Saving animals of the Bible

Foxes are always the first to arrive, lured by the scent of horse meat, beef and freshly killed chicken left at the edge of a desert road. Soon they are followed by other predators: wolves, jackals, hyenas and occasionally even a leopard. One after another, they partake of the roadside feast, while ignoring the nearby human observers. This remarkable nocturnal ritual is repeated once every two weeks at five locales in the bleak wastes of the Negev and Judean deserts, supervised by Israel's Nature Reserve Authority.

Under way since the early 1970s, the feeding program is the centerpiece of an Israeli effort to protect endangered desert species and repopulate the land of the Bible with the animals that inhabited it during ancient times. Thus even such creatures as jackals and wolves, which are anathema to farmers, enjoy the benefits of government largesse. Says Zoologist Giora Ilany, 40: "If these animals are not saved, this country would look like the face of the moon."

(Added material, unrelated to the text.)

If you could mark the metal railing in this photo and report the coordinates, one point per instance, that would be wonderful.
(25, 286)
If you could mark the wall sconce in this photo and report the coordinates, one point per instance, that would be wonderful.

The age-old scarcity of water and foliage in the wasteland has always sharply limited its animal population. But the recent exploitation of the desert has added to the environmental pressures on wildlife. Israeli officials estimate that the hyena population, about 200 in the 1950s, had been reduced to less than 100 by 1970, largely because of encounters with speeding automobiles. Wolves faced a more subtle adversary; while raiding the garbage dumps of kibbutzim (collective farms), they often consumed fatal doses of pesticides. The otter population declined because of pollution of the desert's few rivers, while the Nubian ibex fell to Bedouin poachers.

The feeding stations cannot save all the desert's endangered species; only the more aggressive carnivores will use them. Officials must also avoid leaving too much food, lest the animals stop fending for themselves. Still, the program seems to be succeeding. Recent estimates by the authority show a healthy increase in the populations of all 13 species that use the stations.